Leander is a sub-contractor who was engaged to carry out groundworks, including drainage and other works for Mulalley on a site in South London. Mulalley served two withholding notices in relation to Leander’s applications for payment for work carried out. It withheld payment on the basis that Leander was obliged, but failed, to carry out the sub-contract works in accordance with Mulalley’s programme dates and periods set out in its activity schedule.

Mulalley claimed that Leander had an implied obligation to proceed regularly and diligently with the sub-contract works. It claimed that the activity schedule represented the best way of measuring whether or not Leander had complied with this term. In addition, the sub-contract allowed Mulalley to give 48 hours notice to Leander to rectify this breach before terminating for failure to proceed with the sub-contract works regularly and diligently. Mulalley argued that, as this was one of the grounds for termination under the contract, there must also be a corresponding implied term that Leander must proceed regularly and diligently with the sub-contract works.

Implied terms
The Court will only imply a term in the contract if it is necessary to make the contract work. The following five conditions must be satisfied:

1. It must be reasonable and equitable;
2. It must be necessary to give business efficacy to the contract so that no term will be implied if the contract is effective without it;
3. It must be so obvious that “it goes without saying”;
4. It must be capable of clear expression; and
5. It must not contradict any express term of the contract.

The Court found that there was no implied term in Leander’s contract to proceed regularly and diligently. Indeed, although failing to proceed regularly and diligently with the works enabled the contractor to serve notice under the termination provisions, there were other similar provisions allowing the contractor to terminate, for example, if the sub-contractor became insolvent, and insolvency, in and of itself, is not a breach of contract. Furthermore, in the absence of any indication to the contrary, a contractor is entitled to plan and perform its works as it pleases provided that it finishes by the date fixed in the contract.
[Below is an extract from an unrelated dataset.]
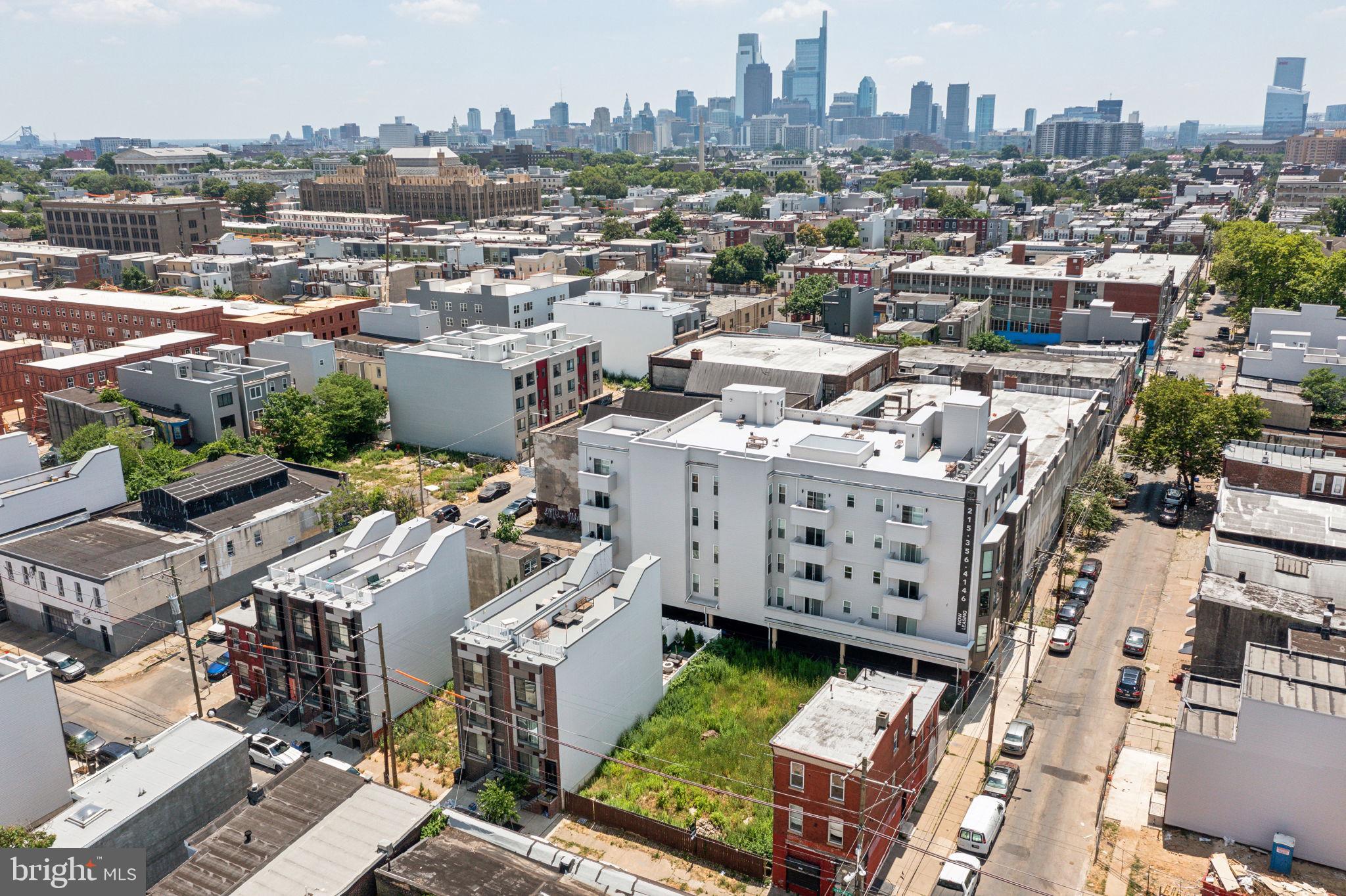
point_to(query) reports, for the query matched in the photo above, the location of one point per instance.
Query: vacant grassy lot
(743, 696)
The court also contemplated what “regularly and diligently” meant. Logically, the court said that what it means is dependent on the time period within which the obligation needs to be carried out. In other words, if the contractor is obliged to achieve a certain outcome within 12 weeks, it may be necessary for the contractor to exercise more haste than if the obligation is to complete it within 24 weeks.

The judgment in this case is a useful reminder for parties to consider to what extent they want to control the process of works that their contractor or sub contractor should carry out. For example, the standard JCT contracts provide for the contractor to “begin the construction of the Works or Section and regularly and diligently proceed with and complete the same on or before the relevant Completion Date.” However, this provision does not exist within the JCT sub-contract form. In a contractor/sub-contractor relationship it will be a matter for the sub-contractor to plan and perform its works in any way it sees fit in order to reach the stated completion date in the contract.

If you’re a contractor and you want to make sure that a sub-contractor meets certain key dates within your programme, you must make provision for this in your sub-contract together with an associated workable extension of time mechanism relating to the key dates.